I think when it's a law regarding a tool designed to kill, it should be important enough for a nationwide law. IMO, of course.
I think when it's a law regarding a tool designed to kill, it should be important enough for a nationwide law. IMO, of course.
Our elected officials are too worried about not getting re-elected if they voted for such legislation.
I've said it before and I'll say it again. Make all the guns pink with flowers on them and they won't be half as popular.

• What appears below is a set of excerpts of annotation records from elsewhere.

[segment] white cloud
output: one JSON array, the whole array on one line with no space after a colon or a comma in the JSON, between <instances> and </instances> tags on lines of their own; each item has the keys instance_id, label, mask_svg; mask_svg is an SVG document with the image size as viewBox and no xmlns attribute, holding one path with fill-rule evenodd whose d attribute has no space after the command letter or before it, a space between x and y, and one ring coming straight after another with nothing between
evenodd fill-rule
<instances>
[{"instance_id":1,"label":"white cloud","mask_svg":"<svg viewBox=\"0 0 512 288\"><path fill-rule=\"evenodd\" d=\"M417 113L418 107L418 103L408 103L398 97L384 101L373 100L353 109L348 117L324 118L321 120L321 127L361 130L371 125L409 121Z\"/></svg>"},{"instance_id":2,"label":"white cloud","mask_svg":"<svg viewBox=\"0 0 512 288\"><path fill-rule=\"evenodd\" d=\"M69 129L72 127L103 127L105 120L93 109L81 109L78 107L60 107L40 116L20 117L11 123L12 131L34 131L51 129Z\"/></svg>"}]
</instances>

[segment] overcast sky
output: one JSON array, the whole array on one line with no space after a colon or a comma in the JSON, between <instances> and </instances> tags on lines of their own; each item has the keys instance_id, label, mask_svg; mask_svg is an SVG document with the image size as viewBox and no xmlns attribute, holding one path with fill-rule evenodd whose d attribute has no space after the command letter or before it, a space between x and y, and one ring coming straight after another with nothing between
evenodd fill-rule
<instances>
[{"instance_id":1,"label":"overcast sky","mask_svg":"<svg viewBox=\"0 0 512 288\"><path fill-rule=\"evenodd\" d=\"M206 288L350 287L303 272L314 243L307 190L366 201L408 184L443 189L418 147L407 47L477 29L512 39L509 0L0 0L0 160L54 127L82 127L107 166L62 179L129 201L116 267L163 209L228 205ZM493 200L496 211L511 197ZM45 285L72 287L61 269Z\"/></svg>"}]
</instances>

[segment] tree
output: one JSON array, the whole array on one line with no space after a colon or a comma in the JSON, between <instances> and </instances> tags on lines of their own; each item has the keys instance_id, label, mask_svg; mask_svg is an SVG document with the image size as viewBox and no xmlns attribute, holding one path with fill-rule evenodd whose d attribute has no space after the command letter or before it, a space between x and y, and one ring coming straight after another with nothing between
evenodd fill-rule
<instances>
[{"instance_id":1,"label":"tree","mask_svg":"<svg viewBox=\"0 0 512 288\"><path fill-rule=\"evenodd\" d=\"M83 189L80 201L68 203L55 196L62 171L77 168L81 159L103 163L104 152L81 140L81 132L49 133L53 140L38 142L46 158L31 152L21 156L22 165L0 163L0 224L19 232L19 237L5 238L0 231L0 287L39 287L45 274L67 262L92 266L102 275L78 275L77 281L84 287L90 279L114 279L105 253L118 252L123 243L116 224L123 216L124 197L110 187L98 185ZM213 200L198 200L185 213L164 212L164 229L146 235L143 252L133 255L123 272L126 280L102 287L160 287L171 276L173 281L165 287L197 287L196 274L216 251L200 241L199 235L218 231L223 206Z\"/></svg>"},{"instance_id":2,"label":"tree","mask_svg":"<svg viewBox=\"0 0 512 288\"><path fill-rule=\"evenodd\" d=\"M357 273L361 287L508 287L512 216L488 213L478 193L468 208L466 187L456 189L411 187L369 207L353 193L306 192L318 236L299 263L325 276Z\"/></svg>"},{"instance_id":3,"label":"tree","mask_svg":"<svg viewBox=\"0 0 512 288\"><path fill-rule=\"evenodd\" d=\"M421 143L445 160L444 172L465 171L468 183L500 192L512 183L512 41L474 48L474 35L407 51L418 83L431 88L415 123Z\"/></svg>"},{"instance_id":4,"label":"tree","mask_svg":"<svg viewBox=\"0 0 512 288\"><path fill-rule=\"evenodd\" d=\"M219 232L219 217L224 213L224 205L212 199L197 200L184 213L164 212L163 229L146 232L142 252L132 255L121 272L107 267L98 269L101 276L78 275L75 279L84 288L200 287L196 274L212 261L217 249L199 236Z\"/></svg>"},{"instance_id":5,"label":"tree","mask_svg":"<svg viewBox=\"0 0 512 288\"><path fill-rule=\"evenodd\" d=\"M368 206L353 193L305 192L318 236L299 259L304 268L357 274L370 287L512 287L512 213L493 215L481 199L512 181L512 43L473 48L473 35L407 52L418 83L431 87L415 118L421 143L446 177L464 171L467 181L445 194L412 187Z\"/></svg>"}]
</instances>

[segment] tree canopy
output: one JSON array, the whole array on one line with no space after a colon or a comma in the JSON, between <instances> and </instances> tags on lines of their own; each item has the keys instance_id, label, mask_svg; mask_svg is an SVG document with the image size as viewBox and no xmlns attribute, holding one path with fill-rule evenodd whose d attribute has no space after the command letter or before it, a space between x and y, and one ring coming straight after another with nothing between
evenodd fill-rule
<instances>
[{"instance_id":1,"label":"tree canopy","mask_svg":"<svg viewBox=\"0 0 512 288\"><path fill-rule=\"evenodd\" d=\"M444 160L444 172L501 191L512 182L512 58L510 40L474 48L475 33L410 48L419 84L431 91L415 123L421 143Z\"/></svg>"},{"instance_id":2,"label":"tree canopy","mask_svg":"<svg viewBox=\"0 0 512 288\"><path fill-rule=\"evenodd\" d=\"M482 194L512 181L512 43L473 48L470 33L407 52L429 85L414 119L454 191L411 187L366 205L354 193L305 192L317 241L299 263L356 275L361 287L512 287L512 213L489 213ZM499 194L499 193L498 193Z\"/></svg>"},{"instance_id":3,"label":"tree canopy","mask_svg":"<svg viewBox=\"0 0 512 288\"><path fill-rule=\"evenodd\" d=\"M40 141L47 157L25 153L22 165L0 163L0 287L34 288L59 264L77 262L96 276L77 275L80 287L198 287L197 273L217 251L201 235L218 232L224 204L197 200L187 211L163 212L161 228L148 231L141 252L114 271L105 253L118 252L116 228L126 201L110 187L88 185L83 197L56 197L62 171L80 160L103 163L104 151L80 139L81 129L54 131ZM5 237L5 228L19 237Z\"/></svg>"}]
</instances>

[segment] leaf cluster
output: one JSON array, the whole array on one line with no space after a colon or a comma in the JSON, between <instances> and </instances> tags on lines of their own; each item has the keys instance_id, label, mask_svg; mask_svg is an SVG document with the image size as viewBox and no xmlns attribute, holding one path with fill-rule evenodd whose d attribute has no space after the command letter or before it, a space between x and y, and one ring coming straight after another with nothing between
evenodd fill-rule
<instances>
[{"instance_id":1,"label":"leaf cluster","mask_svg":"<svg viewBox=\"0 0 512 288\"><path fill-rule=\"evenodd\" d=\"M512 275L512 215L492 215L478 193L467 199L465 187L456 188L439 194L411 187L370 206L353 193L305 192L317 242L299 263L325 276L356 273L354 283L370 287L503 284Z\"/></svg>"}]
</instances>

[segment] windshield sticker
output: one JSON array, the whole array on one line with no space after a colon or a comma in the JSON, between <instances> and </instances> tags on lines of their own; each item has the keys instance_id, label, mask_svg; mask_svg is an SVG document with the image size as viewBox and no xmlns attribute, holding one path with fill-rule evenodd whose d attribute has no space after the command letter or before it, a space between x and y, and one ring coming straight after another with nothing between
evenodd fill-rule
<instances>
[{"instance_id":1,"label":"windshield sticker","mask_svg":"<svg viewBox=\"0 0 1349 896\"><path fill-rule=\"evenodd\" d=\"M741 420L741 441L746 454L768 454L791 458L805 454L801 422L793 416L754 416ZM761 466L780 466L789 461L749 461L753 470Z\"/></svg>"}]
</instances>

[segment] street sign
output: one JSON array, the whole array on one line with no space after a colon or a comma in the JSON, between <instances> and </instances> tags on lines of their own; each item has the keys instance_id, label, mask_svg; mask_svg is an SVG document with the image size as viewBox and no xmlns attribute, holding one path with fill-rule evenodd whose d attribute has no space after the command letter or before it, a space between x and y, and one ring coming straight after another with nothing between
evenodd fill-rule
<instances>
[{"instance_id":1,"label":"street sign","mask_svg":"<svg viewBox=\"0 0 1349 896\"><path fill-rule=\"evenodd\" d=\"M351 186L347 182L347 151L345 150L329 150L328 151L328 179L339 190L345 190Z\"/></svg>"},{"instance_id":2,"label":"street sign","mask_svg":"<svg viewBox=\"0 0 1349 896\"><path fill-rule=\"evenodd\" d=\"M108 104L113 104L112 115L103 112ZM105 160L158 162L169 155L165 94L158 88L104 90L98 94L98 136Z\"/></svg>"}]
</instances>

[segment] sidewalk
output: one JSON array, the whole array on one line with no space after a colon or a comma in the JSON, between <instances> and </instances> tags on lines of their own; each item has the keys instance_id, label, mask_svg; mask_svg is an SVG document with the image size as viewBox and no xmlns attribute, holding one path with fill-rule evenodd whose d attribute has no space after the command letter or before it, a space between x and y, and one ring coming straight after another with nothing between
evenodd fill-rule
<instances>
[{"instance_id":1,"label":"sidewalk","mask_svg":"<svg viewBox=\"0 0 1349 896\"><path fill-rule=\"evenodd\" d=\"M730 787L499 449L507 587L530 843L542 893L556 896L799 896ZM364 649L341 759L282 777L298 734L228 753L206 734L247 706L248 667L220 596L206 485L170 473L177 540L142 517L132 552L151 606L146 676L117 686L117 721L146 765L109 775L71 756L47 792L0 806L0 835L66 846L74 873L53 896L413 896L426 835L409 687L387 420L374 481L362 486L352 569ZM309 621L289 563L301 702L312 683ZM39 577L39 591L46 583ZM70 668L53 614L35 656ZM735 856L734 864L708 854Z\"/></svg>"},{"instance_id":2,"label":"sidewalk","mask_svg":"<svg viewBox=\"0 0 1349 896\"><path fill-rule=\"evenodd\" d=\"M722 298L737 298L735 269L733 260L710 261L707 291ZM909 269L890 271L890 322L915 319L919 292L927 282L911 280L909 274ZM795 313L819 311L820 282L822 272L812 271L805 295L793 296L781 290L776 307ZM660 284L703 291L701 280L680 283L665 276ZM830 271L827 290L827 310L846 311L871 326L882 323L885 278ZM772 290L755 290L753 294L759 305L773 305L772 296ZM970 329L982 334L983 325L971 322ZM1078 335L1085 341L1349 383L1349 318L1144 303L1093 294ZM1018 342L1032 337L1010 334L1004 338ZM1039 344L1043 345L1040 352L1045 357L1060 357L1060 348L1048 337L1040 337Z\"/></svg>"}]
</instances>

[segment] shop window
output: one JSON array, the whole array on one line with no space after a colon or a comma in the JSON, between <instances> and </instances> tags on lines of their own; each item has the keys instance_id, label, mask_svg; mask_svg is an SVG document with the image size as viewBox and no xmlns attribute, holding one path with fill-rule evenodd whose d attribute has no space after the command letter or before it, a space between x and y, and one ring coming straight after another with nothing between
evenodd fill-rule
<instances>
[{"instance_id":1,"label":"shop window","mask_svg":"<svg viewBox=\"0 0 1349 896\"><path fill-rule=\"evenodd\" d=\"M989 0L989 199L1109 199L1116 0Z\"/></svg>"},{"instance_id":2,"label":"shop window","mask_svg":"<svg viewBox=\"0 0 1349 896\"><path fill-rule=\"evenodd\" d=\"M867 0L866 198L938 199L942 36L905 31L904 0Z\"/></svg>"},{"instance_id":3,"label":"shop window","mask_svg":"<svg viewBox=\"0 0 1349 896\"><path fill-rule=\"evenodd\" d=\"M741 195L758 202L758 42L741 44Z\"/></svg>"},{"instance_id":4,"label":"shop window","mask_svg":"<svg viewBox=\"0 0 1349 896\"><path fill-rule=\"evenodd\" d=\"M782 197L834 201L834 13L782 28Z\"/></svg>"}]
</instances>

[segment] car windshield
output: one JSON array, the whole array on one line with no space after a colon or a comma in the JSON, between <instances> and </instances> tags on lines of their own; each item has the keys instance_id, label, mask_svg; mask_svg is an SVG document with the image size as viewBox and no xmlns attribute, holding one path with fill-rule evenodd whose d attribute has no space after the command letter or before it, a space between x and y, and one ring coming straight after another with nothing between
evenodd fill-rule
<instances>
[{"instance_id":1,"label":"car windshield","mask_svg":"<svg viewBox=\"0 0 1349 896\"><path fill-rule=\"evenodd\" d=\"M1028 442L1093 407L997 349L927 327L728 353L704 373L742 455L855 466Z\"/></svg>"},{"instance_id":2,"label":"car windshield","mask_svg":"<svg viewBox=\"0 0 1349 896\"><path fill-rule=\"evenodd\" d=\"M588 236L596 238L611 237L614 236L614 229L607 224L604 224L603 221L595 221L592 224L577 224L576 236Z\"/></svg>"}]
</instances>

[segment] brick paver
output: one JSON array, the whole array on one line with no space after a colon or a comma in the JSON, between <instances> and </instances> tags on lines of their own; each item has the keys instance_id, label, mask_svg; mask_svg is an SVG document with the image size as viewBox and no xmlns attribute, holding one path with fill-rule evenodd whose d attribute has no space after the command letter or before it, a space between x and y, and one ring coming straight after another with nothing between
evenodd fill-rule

It is, but there really isn't a good solution. It's a lot of land and a lot of very different people. Comparing America against *most* of the developed world is pretty rough - we have a lot more going on. Throwing everything we have under one roof might be just as ineffective as 50 little ones. Reading car forums like I do I am blown away by the sheer outrage folks in Michigan have over the wacko stuff we Californians do, etc. I think it's entirely possible one of the reasons we've all been able to stick together is the solace afforded to "locals" being able to band together under the roof of statehood and feel that they aren't being affected by nutjobs 1000 miles away. I don't think applying the template of Europe, Japan, or Australia is really all that useful. In composition, we're more like the EU than any discrete European nation. And we don't get along internally any better than they do, for the same reasons.
Background Check Flaw Let Dylann Roof Buy Gun, F.B.I. Says
WASHINGTON — The man accused of killing nine people in a historically black church in South Carolina last month should not have been able to buy the gun he used in the attack, the F.B.I. said Friday, in what was the latest acknowledgment of flaws in the national background check system.
A loophole in the system and an error by the F.B.I. allowed the man, Dylann Roof, to buy the .45-caliber handgun despite having previously admitted to drug possession, officials said.
And there you have it. More laws don't make it better. We need better screening.